New Data Shows Americans Aren't Leaving Their Hometowns

Though many high school students dream of one day getting away from their hometown and exploring what else the world has to offer, they'll likely go back where they started at some point. So claims a new survey by Allstate/National Journal Heartland Monitor, which found that more half of the participants reported living very close to their childhood neighborhoods.

That's not to say these folks haven't lived other places. Thirty-five percent of survey responders currently residing near the areas in which they grew up have lived elsewhere at other points in their life. This excludes moving somewhere for college and the military. For whatever reason, those who had the chance to get out at some point came back. Deep South natives were most likely to have left before, whereas those in rural areas were more likely to stick to their roots and stay put. 

While many of these people choose to stay, they wouldn't necessarily encourage the younger crowd to live there as well. Just half of responders said they'd recommend their hometowns to young people. People in rural areas were the least enthusiastic about telling young people to move there whereas city inhabitants showed the most excitement over this prospect. 

It would take a lot for some of these folks to move away, such as a good job or a nicer area overall. But Cleveland resident Marilyn Brown doesn't plan on uprooting her life anytime soon, as she believes problems will follow her. 

“What good is that going to do me to leave here?" she said in an interview with The Atlantic. "I’d just be jumping out of the frying pan into the fire. Everybody is having problems with one thing or another."

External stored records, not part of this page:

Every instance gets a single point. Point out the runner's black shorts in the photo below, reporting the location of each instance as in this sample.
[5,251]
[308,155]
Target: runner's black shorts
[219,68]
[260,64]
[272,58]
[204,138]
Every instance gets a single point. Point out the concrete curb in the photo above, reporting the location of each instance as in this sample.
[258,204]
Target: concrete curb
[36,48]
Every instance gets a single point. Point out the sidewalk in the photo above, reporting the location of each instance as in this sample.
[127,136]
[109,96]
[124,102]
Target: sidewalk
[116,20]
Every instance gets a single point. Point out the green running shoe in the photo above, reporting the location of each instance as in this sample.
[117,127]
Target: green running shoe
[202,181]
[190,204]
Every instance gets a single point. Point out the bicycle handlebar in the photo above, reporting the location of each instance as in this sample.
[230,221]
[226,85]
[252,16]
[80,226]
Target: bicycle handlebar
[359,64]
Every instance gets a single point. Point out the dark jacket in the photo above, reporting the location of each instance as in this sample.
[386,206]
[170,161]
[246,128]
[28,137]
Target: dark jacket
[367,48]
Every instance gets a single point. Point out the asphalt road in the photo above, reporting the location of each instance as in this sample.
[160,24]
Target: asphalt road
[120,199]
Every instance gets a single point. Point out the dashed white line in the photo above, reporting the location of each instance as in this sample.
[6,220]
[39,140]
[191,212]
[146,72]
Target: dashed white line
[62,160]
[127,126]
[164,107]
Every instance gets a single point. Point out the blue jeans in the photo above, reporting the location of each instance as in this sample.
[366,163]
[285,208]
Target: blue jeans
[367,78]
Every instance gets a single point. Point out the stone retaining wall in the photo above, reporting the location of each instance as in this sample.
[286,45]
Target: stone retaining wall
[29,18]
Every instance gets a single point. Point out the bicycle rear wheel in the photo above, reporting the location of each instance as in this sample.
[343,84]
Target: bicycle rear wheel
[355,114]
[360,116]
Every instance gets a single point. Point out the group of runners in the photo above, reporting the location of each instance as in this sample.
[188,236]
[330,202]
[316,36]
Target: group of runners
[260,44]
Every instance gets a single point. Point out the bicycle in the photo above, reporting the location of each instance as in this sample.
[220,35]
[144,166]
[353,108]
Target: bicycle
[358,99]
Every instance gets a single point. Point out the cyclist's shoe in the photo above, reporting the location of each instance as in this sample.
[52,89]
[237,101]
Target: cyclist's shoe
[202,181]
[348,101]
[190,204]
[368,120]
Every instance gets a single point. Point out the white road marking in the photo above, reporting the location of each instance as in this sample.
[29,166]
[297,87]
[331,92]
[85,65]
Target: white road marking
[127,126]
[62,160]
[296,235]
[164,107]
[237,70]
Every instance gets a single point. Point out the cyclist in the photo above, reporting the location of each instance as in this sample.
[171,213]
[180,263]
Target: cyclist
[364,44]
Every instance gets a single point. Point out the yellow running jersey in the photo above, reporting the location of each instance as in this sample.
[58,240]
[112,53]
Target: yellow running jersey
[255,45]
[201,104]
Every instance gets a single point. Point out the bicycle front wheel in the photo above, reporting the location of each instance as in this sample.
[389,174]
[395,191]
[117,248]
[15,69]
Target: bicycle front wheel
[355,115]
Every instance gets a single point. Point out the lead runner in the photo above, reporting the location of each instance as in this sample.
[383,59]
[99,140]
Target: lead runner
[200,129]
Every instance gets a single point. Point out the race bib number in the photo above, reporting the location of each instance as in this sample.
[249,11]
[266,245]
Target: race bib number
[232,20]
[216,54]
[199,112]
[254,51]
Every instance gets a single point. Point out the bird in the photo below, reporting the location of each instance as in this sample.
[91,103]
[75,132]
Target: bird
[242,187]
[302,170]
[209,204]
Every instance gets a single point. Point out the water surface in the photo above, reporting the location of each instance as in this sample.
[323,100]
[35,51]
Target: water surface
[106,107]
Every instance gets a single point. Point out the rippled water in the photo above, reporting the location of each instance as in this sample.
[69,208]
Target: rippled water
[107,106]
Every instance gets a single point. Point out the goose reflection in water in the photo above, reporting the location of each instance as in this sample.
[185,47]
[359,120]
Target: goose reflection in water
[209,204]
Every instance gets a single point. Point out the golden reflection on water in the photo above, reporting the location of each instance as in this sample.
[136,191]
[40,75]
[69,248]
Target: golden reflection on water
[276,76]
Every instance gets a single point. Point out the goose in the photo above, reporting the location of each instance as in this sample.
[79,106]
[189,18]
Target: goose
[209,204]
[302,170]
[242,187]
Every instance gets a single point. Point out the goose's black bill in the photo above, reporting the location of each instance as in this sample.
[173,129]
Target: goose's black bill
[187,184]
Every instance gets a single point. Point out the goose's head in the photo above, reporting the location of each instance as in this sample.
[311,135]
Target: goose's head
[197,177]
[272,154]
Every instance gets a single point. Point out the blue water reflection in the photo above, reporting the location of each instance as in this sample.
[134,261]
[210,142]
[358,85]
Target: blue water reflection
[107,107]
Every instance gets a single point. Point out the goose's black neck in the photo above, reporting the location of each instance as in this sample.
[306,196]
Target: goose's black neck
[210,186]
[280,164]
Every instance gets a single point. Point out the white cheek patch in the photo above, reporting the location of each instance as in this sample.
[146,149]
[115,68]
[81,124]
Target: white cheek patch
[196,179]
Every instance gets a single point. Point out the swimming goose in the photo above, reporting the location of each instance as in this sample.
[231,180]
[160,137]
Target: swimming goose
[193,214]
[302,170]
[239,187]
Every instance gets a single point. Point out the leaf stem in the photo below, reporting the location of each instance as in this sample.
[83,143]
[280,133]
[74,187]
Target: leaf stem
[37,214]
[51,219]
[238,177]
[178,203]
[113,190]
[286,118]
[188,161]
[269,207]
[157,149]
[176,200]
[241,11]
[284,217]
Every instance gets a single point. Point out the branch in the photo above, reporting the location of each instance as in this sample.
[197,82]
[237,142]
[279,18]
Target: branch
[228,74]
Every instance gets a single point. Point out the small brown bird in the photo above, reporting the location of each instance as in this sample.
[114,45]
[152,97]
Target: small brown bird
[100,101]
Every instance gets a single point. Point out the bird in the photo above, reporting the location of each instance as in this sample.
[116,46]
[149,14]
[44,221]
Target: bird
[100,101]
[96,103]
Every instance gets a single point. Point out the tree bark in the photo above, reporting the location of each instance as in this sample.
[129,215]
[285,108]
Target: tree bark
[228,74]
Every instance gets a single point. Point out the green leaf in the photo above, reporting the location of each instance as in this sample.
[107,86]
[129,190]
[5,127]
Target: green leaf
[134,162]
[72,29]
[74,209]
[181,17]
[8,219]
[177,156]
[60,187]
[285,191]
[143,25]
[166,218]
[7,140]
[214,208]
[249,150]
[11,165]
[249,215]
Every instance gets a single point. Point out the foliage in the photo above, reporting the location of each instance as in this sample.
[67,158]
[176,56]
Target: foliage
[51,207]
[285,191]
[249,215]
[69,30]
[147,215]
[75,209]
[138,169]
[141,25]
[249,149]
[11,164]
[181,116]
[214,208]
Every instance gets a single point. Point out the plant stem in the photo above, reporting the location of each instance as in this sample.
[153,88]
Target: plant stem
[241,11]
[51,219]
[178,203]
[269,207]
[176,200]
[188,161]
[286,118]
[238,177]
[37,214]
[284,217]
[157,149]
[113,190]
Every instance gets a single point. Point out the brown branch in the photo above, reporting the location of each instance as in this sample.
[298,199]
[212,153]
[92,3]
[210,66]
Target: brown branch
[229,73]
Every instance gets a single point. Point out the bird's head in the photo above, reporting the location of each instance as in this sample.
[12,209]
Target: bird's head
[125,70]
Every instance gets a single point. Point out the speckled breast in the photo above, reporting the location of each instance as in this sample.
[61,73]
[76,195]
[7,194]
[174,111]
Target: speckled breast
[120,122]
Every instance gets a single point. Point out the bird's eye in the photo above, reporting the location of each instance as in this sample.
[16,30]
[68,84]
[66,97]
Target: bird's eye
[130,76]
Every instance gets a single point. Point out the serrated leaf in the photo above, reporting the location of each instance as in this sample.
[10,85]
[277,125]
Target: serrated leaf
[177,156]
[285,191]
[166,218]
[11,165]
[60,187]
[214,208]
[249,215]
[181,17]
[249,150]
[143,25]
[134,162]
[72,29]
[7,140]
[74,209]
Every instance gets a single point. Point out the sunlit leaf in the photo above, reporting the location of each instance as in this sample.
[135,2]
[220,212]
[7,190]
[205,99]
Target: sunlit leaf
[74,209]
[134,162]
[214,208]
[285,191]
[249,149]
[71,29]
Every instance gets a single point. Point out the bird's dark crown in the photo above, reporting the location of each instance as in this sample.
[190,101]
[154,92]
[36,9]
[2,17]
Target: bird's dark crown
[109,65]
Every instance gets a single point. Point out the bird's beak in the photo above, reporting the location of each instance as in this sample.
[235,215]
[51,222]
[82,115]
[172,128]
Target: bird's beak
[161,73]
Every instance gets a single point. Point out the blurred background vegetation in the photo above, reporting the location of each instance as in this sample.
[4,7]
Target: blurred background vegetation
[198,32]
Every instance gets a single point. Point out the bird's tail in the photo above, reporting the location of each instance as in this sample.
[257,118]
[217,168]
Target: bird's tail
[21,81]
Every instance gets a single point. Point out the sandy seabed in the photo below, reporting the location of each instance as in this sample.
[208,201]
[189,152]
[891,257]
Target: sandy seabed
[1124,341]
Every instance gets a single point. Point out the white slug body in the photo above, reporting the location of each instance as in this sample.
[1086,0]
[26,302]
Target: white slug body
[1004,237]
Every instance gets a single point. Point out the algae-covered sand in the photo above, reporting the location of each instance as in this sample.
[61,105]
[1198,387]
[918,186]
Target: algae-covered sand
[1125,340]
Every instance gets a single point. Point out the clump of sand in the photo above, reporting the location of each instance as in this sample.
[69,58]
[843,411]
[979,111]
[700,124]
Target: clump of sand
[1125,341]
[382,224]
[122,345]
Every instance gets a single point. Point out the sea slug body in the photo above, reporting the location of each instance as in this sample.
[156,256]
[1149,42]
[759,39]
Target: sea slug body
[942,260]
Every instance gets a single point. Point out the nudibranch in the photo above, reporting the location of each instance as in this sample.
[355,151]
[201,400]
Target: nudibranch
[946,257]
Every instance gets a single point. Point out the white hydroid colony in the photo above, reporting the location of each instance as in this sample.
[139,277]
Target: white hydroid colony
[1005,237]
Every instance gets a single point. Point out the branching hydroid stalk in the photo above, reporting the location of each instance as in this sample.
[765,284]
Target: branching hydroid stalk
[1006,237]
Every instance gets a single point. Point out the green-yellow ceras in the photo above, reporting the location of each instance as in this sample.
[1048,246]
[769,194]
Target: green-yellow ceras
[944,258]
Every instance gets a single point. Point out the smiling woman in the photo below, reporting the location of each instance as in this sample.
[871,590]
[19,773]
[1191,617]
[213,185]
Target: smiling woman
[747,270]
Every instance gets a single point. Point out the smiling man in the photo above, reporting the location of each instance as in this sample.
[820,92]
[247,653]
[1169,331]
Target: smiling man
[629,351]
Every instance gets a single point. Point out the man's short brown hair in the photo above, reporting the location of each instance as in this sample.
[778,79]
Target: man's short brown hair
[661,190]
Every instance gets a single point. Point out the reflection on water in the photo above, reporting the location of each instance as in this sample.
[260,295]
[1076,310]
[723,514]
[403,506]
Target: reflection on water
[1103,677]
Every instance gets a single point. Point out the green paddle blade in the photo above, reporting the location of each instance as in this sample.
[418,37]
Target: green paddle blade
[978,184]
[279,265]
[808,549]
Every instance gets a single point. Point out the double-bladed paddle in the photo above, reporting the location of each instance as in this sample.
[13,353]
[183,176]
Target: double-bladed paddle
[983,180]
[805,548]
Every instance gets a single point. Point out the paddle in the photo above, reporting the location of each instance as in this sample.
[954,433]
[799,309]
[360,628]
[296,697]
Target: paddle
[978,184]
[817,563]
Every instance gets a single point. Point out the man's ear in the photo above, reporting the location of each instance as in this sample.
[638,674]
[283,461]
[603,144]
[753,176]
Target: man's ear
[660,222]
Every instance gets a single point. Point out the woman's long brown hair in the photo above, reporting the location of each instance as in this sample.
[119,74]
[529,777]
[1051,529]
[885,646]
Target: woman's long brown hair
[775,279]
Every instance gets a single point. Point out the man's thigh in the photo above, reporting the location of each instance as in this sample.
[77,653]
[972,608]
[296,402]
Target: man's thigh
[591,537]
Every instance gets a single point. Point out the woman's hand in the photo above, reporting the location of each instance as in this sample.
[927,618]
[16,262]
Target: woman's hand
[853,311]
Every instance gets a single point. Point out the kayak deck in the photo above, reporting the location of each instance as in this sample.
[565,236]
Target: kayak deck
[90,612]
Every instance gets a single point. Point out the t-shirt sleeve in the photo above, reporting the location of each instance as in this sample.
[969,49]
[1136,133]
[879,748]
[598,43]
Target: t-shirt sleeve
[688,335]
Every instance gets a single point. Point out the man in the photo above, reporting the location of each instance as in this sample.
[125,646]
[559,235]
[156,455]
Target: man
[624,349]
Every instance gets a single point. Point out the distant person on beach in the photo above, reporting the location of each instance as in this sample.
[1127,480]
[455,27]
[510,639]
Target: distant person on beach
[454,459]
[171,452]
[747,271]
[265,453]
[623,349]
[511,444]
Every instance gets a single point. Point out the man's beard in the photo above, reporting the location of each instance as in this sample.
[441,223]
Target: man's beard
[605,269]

Besides, it's not everything to move to a glamorous, much-talked-about city in America. New York City Comptroller Scott Stringer just released information from a study finding that New Yorkers work the most and have horrendous commutes, even more so than famously congested Los Angeles. It's also very hard to afford good quality of life in the Manhattan area. Why would anyone want to abandon the familiarity of their hometown, where their families might reside, for that kind of stress? Those who are feeling brave and seeking change, however, might want to consider Midwestern gem Minnesota. It's looking pretty good right now.